# Need some information about sheep...



## GeeseRCool (Sep 20, 2010)

Hello!

I wanted to ask all of the experts on here a few questions about sheep...

1.  What kind of housing is okay for them to use?

2. Are they very likely to be eaten by predators?

3. Is it hard to raise and kill lambs?

4. Is there a market for them?

5. What kind of food do they eat?   Do they eat a lot of grass?

6. Are they over all hard to raise?

7. What kind of tools would you most likely need to do something like that?

If you have any other information then I would love to know it!!!


----------



## sheep whisperer (Sep 25, 2010)

GeeseRCool said:
			
		

> Hello!
> 
> I wanted to ask all of the experts on here a few questions about sheep...
> 
> ...


----------



## GeeseRCool (Sep 28, 2010)

Thanks!    I might look into that!


----------



## patandchickens (Sep 28, 2010)

GeeseRCool said:
			
		

> 1.  What kind of housing is okay for them to use?

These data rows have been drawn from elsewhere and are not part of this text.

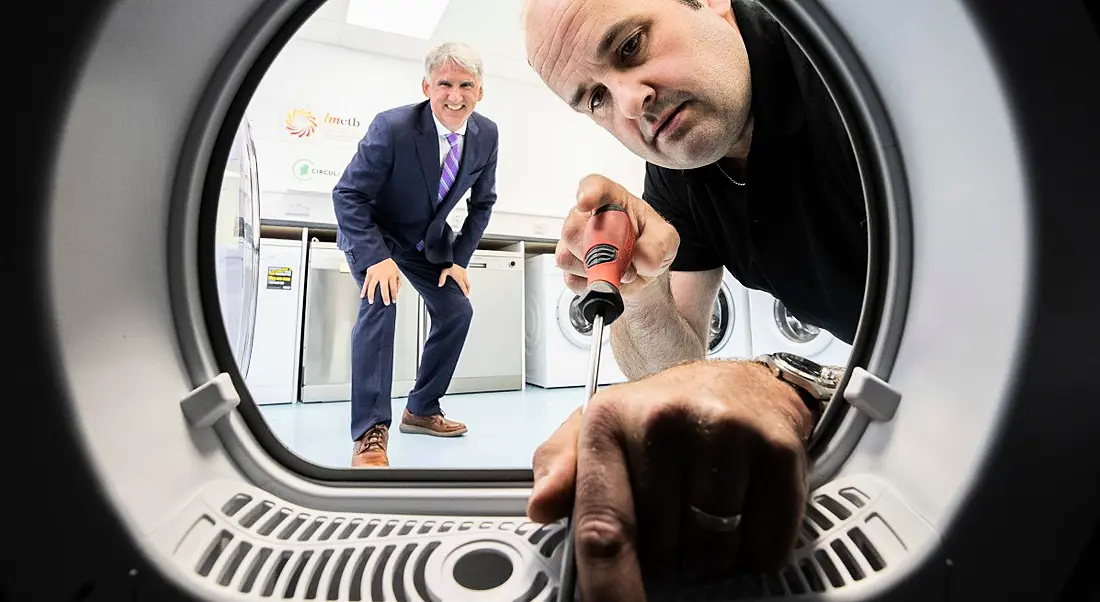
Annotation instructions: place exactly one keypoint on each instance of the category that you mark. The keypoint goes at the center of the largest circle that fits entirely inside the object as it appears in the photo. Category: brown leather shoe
(370, 450)
(437, 425)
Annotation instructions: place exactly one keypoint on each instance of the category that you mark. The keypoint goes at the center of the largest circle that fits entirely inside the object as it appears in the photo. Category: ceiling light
(415, 19)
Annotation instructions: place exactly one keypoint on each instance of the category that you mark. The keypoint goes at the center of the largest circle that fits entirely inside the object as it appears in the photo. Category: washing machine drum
(792, 328)
(722, 321)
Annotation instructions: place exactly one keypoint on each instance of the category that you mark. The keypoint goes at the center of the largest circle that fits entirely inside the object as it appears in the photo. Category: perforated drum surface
(248, 545)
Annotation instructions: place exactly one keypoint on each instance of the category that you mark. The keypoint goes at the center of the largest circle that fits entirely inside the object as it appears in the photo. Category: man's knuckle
(602, 534)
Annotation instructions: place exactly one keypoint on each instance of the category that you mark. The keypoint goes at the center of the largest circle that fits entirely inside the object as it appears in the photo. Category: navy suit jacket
(385, 199)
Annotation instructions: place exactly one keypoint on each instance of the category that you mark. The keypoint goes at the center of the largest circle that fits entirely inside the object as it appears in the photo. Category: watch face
(802, 365)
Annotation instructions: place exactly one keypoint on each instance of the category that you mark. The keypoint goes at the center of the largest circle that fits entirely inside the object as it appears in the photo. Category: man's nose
(630, 96)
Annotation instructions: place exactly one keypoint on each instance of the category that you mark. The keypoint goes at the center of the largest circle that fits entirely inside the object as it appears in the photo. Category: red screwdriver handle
(608, 244)
(608, 250)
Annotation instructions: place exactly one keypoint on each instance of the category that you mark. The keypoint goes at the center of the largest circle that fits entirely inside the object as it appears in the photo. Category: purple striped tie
(450, 167)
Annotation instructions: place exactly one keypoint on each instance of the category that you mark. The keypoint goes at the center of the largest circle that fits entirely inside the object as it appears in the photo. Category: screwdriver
(608, 249)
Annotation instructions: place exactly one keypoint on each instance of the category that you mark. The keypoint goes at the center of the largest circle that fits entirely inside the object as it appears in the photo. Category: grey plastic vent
(249, 545)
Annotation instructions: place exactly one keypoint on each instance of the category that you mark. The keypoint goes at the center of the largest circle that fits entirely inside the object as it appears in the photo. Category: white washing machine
(730, 334)
(776, 329)
(558, 337)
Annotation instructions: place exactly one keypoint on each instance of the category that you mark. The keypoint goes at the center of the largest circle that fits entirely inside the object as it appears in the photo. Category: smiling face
(668, 79)
(452, 92)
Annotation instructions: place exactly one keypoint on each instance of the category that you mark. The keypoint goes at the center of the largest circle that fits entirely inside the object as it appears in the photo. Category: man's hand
(458, 273)
(383, 275)
(724, 437)
(655, 247)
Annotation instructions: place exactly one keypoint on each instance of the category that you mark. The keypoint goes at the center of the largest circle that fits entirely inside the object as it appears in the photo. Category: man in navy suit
(392, 203)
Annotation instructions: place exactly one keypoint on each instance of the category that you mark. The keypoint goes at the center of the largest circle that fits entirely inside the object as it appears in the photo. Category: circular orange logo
(300, 122)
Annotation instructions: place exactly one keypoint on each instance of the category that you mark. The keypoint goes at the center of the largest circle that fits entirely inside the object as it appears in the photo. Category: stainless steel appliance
(331, 307)
(493, 357)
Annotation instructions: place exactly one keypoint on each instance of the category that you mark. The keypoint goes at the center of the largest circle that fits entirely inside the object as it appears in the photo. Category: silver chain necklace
(718, 165)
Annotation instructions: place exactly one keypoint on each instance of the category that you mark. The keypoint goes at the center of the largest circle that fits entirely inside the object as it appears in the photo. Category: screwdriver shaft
(568, 581)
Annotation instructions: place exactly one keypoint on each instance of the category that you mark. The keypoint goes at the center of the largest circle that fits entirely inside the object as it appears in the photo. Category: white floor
(504, 429)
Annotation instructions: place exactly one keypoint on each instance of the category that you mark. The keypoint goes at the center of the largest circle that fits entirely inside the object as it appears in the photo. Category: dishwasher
(331, 308)
(273, 376)
(493, 357)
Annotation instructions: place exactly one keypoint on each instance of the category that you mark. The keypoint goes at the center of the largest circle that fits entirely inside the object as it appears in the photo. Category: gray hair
(453, 52)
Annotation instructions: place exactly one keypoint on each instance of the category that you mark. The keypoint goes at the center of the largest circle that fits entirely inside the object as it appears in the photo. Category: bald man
(699, 464)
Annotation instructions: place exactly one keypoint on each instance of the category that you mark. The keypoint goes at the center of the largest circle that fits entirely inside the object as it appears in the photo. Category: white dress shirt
(444, 146)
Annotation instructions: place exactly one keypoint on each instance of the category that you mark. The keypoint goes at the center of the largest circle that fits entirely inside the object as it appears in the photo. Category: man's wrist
(802, 408)
(656, 293)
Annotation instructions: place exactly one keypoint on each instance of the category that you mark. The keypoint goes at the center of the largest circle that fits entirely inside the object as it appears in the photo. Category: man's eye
(630, 46)
(596, 99)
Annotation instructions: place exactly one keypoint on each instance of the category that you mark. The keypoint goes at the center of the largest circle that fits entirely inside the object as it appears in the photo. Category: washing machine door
(572, 324)
(237, 251)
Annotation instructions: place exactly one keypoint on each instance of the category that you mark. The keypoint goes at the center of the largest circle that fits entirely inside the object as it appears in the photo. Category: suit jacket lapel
(427, 146)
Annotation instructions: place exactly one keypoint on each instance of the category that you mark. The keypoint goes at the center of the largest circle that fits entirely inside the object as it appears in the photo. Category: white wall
(546, 148)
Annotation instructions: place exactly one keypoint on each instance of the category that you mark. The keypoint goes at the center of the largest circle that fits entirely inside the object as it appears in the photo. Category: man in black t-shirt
(697, 463)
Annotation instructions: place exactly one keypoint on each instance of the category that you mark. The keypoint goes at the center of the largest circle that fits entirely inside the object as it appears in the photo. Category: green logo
(303, 170)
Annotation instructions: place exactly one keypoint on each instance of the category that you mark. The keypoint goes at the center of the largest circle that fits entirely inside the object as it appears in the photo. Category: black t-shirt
(798, 228)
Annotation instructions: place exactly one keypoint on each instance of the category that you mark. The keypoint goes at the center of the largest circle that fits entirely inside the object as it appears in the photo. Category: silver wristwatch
(815, 382)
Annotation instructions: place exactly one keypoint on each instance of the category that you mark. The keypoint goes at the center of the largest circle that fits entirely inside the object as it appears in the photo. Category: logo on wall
(303, 123)
(300, 122)
(305, 170)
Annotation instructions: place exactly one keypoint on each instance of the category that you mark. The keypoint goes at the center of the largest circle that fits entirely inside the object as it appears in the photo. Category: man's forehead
(452, 73)
(564, 36)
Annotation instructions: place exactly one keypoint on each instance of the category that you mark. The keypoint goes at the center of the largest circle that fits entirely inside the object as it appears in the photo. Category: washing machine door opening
(880, 187)
(723, 320)
(794, 329)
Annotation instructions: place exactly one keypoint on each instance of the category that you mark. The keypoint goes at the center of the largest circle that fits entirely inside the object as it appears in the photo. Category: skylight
(414, 19)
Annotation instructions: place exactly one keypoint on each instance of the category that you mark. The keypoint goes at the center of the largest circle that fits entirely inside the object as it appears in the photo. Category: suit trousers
(372, 345)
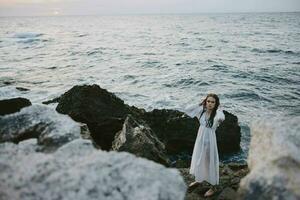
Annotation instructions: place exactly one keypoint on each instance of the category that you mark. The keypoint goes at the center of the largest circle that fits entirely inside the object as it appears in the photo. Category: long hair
(214, 111)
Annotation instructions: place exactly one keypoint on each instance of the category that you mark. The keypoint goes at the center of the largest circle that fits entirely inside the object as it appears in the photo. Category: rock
(227, 194)
(13, 105)
(274, 161)
(179, 131)
(102, 111)
(228, 135)
(78, 171)
(49, 127)
(139, 139)
(55, 100)
(174, 128)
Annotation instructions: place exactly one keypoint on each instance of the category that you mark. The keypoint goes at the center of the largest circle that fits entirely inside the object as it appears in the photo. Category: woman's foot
(209, 192)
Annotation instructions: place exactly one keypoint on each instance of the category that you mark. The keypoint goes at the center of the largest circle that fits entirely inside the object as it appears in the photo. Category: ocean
(251, 60)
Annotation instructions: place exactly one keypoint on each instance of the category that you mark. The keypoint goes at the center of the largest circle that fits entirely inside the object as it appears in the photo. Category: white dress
(205, 157)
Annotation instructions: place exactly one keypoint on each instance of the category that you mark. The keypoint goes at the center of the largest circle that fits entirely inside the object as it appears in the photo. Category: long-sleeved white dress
(205, 157)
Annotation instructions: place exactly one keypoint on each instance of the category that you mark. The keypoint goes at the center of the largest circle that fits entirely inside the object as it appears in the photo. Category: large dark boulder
(139, 139)
(174, 128)
(8, 106)
(102, 111)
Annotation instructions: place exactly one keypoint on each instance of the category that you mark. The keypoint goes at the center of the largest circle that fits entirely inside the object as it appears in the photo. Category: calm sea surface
(252, 61)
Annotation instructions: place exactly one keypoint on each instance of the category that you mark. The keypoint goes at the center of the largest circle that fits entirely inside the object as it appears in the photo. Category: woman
(205, 158)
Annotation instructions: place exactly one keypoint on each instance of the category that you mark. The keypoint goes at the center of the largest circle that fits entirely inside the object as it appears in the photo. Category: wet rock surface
(79, 171)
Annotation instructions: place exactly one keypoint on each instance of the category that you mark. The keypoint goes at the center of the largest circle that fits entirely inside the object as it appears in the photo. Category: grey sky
(100, 7)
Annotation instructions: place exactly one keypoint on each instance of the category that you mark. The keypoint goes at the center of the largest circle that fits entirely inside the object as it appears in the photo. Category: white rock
(274, 161)
(78, 171)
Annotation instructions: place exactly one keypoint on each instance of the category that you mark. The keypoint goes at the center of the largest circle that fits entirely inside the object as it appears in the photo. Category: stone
(38, 121)
(79, 171)
(274, 161)
(227, 194)
(102, 111)
(139, 139)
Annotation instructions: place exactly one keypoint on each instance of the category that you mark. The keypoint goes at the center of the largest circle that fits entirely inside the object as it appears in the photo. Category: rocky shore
(94, 146)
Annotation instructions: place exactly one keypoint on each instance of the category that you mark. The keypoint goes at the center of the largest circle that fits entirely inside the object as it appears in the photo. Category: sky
(107, 7)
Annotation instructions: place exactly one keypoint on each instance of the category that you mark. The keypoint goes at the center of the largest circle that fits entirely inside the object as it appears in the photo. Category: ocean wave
(187, 82)
(32, 40)
(280, 51)
(27, 35)
(247, 95)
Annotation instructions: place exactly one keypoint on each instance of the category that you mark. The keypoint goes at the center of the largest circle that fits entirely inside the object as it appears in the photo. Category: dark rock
(225, 190)
(102, 111)
(227, 194)
(228, 135)
(104, 131)
(177, 130)
(13, 105)
(139, 139)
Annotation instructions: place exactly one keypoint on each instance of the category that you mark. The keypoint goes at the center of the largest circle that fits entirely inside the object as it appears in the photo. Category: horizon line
(166, 13)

Whatever keeps the rain/wind off 'em (when they choose to go in) and is VERY WELL VENTILATED. Closed into a barn is not good, even with windows open.



> 2. Are they very likely to be eaten by predators?


Oh yes. Most especially coyotes and peoples' loose dogs. Big issue in most places.



> 3. Is it hard to raise and kill lambs?


Not sure whether you mean technically hard (no, unless you do dumb things in which case yes) or aesthetically hard (which depends on the person). Most people do not slaughter and process them themselves, rather send them to a processing plant.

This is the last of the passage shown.